Import two related datasets from TidyTuesday Project.
team_results <- readr::read_csv('https://raw.githubusercontent.com/rfordatascience/tidytuesday/master/data/2024/2024-03-26/team-results.csv')
## Rows: 236 Columns: 20
## ── Column specification ────────────────────────────────────────────────────────
## Delimiter: ","
## chr (3): TEAM, F4PERCENT, CHAMPPERCENT
## dbl (17): TEAMID, PAKE, PAKERANK, PASE, PASERANK, GAMES, W, L, WINPERCENT, R...
##
## ℹ Use `spec()` to retrieve the full column specification for this data.
## ℹ Specify the column types or set `show_col_types = FALSE` to quiet this message.

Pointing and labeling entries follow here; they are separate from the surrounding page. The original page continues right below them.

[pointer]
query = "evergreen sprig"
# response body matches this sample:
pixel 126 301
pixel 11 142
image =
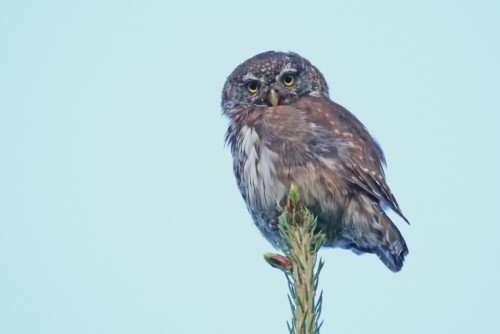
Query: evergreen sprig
pixel 300 242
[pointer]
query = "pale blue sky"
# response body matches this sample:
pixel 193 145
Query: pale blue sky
pixel 119 212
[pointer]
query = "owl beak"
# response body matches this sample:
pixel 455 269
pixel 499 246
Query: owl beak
pixel 273 98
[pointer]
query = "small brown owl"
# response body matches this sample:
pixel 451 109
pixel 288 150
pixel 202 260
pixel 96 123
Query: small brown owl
pixel 284 130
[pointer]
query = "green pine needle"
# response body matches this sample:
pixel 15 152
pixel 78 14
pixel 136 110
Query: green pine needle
pixel 300 242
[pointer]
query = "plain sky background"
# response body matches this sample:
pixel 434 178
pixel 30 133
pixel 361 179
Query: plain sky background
pixel 119 212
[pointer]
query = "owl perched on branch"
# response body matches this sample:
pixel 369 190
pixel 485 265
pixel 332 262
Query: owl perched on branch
pixel 285 130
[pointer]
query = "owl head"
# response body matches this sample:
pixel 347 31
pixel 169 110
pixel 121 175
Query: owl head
pixel 270 79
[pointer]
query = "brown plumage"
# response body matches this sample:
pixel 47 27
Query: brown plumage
pixel 284 129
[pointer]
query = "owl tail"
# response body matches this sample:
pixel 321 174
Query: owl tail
pixel 391 247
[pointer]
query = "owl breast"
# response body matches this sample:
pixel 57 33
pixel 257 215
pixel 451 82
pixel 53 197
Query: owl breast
pixel 259 183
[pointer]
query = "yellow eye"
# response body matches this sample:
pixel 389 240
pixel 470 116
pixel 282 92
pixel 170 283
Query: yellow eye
pixel 288 80
pixel 253 86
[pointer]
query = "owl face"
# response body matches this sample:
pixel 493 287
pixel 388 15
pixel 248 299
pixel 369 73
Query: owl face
pixel 271 79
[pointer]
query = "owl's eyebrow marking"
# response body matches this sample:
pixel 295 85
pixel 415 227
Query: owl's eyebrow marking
pixel 288 69
pixel 250 77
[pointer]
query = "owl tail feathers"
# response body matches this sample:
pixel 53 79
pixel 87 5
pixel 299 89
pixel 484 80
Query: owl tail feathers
pixel 392 249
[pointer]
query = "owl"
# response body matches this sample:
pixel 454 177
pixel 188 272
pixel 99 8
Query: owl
pixel 283 130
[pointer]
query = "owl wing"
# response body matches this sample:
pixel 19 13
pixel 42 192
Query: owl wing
pixel 344 145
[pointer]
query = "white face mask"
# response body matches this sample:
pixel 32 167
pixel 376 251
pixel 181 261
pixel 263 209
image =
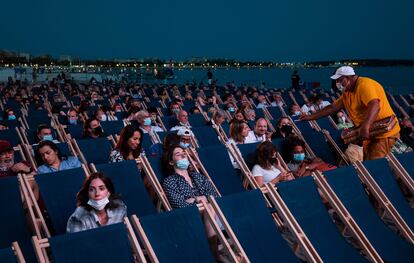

public_picks <- readr::read_csv('https://raw.githubusercontent.com/rfordatascience/tidytuesday/master/data/2024/2024-03-26/public-picks.csv')
## Rows: 64 Columns: 9
## ── Column specification ────────────────────────────────────────────────────────
## Delimiter: ","
## chr (7): TEAM, R64, R32, S16, E8, F4, FINALS
## dbl (2): YEAR, TEAMNO
##
## ℹ Use `spec()` to retrieve the full column specification for this data.
## ℹ Specify the column types or set `show_col_types = FALSE` to quiet this message.
Describe the two datasets:
Data1: public_picks
Data 2: team_results
team_results %>% select(TEAM, TEAMID) %>% sample_n(30)
## # A tibble: 30 × 2
## TEAM TEAMID
## <chr> <dbl>
## 1 Miami FL 113
## 2 UNC Greensboro 215
## 3 Saint Peter's 176
## 4 Holy Cross 75
## 5 Wisconsin 240
## 6 Seton Hall 181
## 7 BYU 25
## 8 Saint Joseph's 173
## 9 UTSA 223
## 10 Norfolk St. 134
## # ℹ 20 more rows
team_results_small <- team_results %>% select(TEAM, TEAMID) %>% sample_n(30)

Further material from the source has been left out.